Semoga kapan kapan kita bisa bertemu lagi kucing kecil, batin tuan muda Min.
Dan kesempatan itu datang, kala ayahnya memintanya datang ke kediaman Seokjin untuk suatu urusan. Ada siluman serigala yang menganggu wilayah keluarga Min dan memakan ternaknya. Semua usaha telah dilakukan tapi tak ada hasil.
Pengawal dan semua pegawai serta penduduk di situ kewalahan dan ketakutan karena hal itu.
“Selamat datang tuan muda”, seru Seokjin tanpa mengangkat mukanya kala Min muda memasuki halaman rumahnya dan mendapati Seokjin bermain batu dan batang kayu di bawah pohon sakura yang berbunga lebat.
“Sudah kutunggu kedatanganmu, silakan duduk”,
Tuan muda Min mengangguk sopan, dan duduk di hadapan Seokjin yang mulai melempar lemparkan lagi batang kayunya dengan pelan.
“Sebutkan permintaanmu”
“Tolong bantu keluarga kami mengusir siluman serigala yang datang di wilayah utara”,
“Hmm. Mereka datang karena lebih dulu diganggu, serigala itu berkelompok dan penyuka ketenangan. Mereka tak akan repot datang berkali kali kalau memang tak ada yang menganggu”

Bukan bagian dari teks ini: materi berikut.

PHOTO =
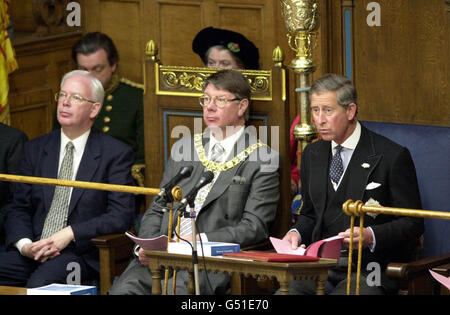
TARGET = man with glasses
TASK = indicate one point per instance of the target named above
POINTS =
(239, 204)
(352, 162)
(48, 228)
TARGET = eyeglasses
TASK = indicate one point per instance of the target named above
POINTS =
(73, 99)
(220, 102)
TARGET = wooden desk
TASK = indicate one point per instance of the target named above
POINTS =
(284, 273)
(4, 290)
(445, 271)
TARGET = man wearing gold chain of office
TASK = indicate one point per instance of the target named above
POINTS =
(240, 203)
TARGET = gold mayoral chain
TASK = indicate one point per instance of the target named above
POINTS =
(220, 167)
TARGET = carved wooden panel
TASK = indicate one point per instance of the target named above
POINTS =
(42, 63)
(400, 68)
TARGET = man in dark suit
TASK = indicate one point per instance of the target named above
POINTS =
(351, 162)
(11, 148)
(241, 202)
(48, 229)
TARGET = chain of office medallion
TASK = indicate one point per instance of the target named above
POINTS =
(220, 167)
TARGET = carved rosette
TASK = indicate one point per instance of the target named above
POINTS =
(176, 80)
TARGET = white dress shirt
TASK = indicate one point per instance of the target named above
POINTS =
(79, 145)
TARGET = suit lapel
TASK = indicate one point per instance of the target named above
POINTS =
(363, 162)
(88, 166)
(319, 176)
(50, 166)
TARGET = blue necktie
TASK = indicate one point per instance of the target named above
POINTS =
(336, 166)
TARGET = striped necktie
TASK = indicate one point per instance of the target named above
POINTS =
(185, 223)
(57, 215)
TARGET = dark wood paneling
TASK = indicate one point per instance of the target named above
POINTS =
(42, 62)
(401, 68)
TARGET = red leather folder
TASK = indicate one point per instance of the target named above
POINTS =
(271, 257)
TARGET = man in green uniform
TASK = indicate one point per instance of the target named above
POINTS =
(122, 112)
(122, 115)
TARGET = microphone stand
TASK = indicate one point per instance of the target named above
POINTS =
(194, 250)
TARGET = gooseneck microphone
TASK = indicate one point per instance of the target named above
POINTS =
(206, 178)
(184, 172)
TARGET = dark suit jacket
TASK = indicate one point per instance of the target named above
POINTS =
(11, 148)
(91, 212)
(389, 165)
(238, 211)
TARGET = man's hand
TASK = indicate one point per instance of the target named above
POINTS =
(144, 260)
(293, 238)
(40, 250)
(367, 237)
(50, 247)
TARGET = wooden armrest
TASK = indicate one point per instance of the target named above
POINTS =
(114, 255)
(137, 171)
(111, 240)
(416, 268)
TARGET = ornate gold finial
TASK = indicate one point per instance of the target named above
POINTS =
(301, 20)
(177, 194)
(151, 49)
(278, 56)
(300, 17)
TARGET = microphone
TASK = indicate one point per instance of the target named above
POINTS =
(183, 173)
(206, 178)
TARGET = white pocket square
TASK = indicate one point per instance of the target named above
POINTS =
(372, 185)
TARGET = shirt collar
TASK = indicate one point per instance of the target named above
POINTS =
(227, 143)
(78, 143)
(352, 141)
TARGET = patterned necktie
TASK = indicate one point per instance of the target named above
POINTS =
(336, 166)
(57, 215)
(185, 223)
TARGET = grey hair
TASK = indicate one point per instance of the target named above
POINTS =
(234, 82)
(97, 91)
(345, 91)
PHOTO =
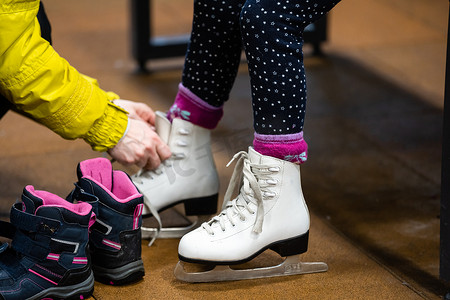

“Keluarga kami tak pernah ada yang menganggu mereka”
“Apa kau yakin?” Suara Seokjin memelan dengan nada yang membuat siapapun pendengarnya merasa tertekan.
“Ya. Sudah kutanyai semua pegawai dan pengawal”
“Bagaimana dengan adikmu tuan? Bagaimana dia mendapat mantel leher baru, bewarna abu abu seminggu yang lalu?”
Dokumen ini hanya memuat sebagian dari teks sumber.